As Martin Sundbladd, director of portfolio management at Ericsson said in a mid-January call following the close of the Telcordia deal, all this means that “the cost of producing services needs to come down, and we need to prepare ourselves for that.”

The integration of the companies is slated to be complete by the end of this year. Telcordia, which is currently a sub unit within Ericsson’s business unit multimedia group, keeps its current organization structure. 

Speaking of M&A, one recent rumored development on this front indicates Avaya (News - Alert) has bid $200 million for Radvision. According to a mid-December story by Forbes, the Israeli videoconferencing company was at the time in “advanced talks” to be bought by Avaya, which declined INTERNET TELEPHONY’s request in mid January to comment on the matter.

The Forbes story says Radvision (News - Alert) “has been struggling – and reportedly looking for a buyer – since Cisco, the company’s largest customer, acquired rival video conferencing company Tandberg for $3.3 billion in 2009.”

Meanwhile, while we all continue to wait for the gianormous Facebook IPO, there were a good amount of initial public offerings in 2011 and expectation for a healthy market in 2012, at least according to PricewaterhouseCoopers.

In its year-end outlook for the U.S. IPO market, PwC noted that as of Dec. 16, there were 28 pricings, which raised $6.4 billion in the fourth quarter of last year; new filing activity remained robust in fourth quarter, with 38 companies entering the pipeline; there were larger offerings and a diversification of industries in the IPO pipeline – namely technology and energy companies; 18 of the 28 IPOs were backed by a financial sponsor (either a PE or VC firm), which accounted for $4.9 billion of total fourth quarter proceeds; and there was a steep decline in the volume of foreign issuers coming to the U.S., with only four offerings.

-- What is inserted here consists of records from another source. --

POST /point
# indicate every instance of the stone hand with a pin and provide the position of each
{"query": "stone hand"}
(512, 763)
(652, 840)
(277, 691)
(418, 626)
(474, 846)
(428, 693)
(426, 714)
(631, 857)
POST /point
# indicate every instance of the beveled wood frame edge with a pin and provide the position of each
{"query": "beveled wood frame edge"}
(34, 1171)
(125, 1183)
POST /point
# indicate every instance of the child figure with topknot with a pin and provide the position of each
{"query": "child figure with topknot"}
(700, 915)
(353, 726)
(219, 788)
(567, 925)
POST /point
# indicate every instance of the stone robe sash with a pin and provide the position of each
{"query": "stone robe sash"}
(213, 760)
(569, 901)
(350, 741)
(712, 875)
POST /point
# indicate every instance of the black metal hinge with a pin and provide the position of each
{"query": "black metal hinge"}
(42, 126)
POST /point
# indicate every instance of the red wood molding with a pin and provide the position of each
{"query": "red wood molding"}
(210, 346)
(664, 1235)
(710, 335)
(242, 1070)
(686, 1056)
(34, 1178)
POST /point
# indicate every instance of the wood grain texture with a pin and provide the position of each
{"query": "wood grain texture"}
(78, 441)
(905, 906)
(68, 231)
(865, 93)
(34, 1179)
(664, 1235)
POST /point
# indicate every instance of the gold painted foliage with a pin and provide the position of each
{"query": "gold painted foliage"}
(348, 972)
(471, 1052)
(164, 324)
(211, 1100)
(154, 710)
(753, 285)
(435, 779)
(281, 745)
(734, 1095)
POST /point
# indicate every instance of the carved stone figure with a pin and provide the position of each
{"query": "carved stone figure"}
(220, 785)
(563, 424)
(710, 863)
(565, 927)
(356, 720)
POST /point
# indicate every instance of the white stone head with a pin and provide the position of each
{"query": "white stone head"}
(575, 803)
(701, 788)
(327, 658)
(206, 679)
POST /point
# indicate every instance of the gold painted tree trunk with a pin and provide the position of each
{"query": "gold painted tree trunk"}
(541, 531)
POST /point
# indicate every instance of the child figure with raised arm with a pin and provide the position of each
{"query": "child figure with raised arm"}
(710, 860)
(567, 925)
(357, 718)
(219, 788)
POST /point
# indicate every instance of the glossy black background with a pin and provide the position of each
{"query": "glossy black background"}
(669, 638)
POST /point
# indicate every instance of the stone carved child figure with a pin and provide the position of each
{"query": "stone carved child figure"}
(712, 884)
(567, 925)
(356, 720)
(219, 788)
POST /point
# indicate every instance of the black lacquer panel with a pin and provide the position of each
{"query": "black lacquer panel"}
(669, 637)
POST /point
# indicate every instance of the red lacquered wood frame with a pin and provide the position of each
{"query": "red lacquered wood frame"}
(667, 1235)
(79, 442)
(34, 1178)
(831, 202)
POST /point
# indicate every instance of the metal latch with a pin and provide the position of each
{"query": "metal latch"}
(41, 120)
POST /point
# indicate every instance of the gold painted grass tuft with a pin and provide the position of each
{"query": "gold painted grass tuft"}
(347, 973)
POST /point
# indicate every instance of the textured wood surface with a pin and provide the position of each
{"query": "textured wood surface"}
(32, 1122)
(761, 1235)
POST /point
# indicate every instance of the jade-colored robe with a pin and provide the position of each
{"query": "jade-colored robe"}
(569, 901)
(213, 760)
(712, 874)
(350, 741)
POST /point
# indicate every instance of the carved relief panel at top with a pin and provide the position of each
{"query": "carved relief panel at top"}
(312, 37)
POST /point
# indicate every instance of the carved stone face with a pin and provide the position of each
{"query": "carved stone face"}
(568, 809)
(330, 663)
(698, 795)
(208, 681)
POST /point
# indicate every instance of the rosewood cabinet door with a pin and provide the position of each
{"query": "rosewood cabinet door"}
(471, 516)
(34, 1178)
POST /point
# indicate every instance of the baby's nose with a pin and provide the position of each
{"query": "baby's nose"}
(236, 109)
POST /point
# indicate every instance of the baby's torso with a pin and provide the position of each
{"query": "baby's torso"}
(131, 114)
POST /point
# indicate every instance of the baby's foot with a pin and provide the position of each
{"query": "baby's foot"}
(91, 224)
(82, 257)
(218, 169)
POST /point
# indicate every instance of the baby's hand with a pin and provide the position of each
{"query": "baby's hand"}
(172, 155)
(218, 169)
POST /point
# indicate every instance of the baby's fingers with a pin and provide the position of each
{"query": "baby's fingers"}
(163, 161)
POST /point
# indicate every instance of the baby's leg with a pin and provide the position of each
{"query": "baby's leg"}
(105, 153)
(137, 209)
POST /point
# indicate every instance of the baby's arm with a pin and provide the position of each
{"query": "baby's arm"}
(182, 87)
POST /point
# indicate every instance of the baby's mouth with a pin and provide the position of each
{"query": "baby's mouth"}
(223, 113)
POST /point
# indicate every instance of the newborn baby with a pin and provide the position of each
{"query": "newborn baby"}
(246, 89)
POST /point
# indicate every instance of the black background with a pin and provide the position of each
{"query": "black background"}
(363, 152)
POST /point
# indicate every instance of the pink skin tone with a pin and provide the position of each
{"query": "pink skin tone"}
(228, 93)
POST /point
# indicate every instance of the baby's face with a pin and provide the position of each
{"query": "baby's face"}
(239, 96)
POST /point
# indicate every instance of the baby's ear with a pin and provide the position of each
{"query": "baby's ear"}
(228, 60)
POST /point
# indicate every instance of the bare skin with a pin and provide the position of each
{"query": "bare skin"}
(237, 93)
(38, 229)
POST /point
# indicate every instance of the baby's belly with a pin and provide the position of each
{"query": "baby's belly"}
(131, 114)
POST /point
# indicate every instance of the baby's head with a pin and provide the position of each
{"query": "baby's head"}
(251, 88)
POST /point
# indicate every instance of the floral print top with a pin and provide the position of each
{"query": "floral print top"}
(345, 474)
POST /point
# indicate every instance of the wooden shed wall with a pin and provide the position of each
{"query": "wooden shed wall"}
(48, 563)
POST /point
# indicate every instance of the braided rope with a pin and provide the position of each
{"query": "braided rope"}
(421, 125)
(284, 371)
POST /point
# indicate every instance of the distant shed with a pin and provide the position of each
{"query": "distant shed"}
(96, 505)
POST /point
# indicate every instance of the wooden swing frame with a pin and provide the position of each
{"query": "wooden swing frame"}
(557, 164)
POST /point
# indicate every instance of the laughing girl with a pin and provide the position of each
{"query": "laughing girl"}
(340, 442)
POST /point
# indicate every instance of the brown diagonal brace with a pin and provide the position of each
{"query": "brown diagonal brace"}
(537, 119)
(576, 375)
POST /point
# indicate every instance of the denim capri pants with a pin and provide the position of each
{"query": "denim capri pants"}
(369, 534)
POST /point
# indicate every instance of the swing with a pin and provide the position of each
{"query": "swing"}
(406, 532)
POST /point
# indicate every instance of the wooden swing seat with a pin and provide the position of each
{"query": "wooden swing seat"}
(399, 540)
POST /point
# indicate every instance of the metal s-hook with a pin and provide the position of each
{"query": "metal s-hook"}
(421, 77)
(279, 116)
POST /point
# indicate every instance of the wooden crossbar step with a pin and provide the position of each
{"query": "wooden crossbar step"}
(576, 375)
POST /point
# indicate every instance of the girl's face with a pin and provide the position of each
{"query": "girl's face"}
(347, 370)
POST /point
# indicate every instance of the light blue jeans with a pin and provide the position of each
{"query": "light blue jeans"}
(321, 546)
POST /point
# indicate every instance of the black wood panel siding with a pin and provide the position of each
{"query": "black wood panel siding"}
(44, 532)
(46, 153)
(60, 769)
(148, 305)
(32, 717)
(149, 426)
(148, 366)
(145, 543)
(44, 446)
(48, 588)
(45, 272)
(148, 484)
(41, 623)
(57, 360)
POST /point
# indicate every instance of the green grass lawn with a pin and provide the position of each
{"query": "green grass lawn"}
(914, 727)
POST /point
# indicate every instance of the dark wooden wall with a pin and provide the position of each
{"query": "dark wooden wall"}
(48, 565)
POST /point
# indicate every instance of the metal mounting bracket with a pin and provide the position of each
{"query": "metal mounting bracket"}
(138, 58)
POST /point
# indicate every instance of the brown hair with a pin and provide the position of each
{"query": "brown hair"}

“The market reignited in December with the return of larger offerings, including Michael Kors and Zynga (News - Alert), which combined with Groupon and Delphi raised $3.2 billion – half of fourth quarter total proceeds,” according to PwC. “The surge in activity and relative strength in the number and diversification of industries in the IPO pipeline are early signs of a healthier IPO market in 2012, according to IPO Watch, a quarterly and annual survey of IPOs listed on U.S. stock exchanges by PwC’s transaction services practice.”